|Queen of Vinland|
|Reign||30th July 1131 - 3rd May 1142|
|Born||2nd July, 1117 |
Hvilirábey, Kyreyja, Vinland
|Died||3rd May, 1142 |
|Hafdis II Osvifrsdottír|
|Mother||Snaedis I Gunnarsdottír|
In stark contrast to Elisiv's life, which was spent riding from one crisis to another in an attempt to maintain the cohesion of Álengiamark, Hafdis' reign was relatively peaceful. Vinland was booming. As the over-population moved southwards those left behind delighted in good harvests and plentiful supplies. Trade with Greenland, Iceland, Scandinavia, Britannia and Eire had taken off too. Timber was supplied in ever increasing quantities to Greenland and Iceland while fur went to Eire. All in exchange for livestock which could be sold on to the tribes of Leifia. This served to enrich the crown and the Althing, as well as the Earls. Hafdis effectively allowed the Althing to get on with the business of government by itself. Most of the Earls held lands in Álengiamark as well and spent their time there so tensions in the Eiriksson family rarely raised their head in Vinland.

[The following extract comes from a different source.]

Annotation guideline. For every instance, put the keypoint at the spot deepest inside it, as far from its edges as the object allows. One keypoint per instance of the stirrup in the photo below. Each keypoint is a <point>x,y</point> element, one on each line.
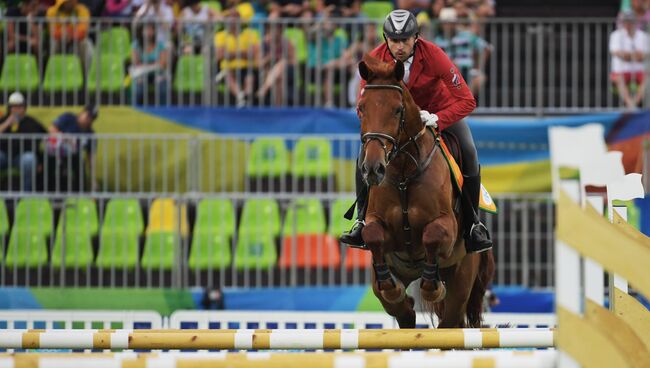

Despite its internal peace Vinland still had to occasionally deal with threats from outside. In 1137 the king of the Passamaquoddy died without a clear heir allowing the Wampanoag tribe to once again rebel. Both Vinland and Álengiamark waded into the 3rd Wampanoag War to help their neighbour. While Elisiv would gain the glory, riding into battle and ensuring the decisive victory over the Wampanoags, Hafdis and the Vinlanders prepared the groundwork for the future settlement and was perhaps more important in the long run. The two sisters' meeting at the coronation of the new king was said to be 'the most glorious pageant ever seen in Leifia'.
Vinland also began to engage with its western neighbours along the Breidurass. Whilst the main Algonquin tribe (see Algonquinland) had converted to Christianity to avoid confrontation and annexation in 1127 those further inland were more belligerent and would often attack passing longships. To these groups various expeditions would be sent but little in the way of concrete gains would be made. The conquest of the Breidurass would have to wait until the next century.
Dying soon after her one and only visit to Álengiamark in 1142 she was succeeded by her younger sister Asdis I. Her daughter Iofridr, only three years old, would inherit on Asdis' death later that year.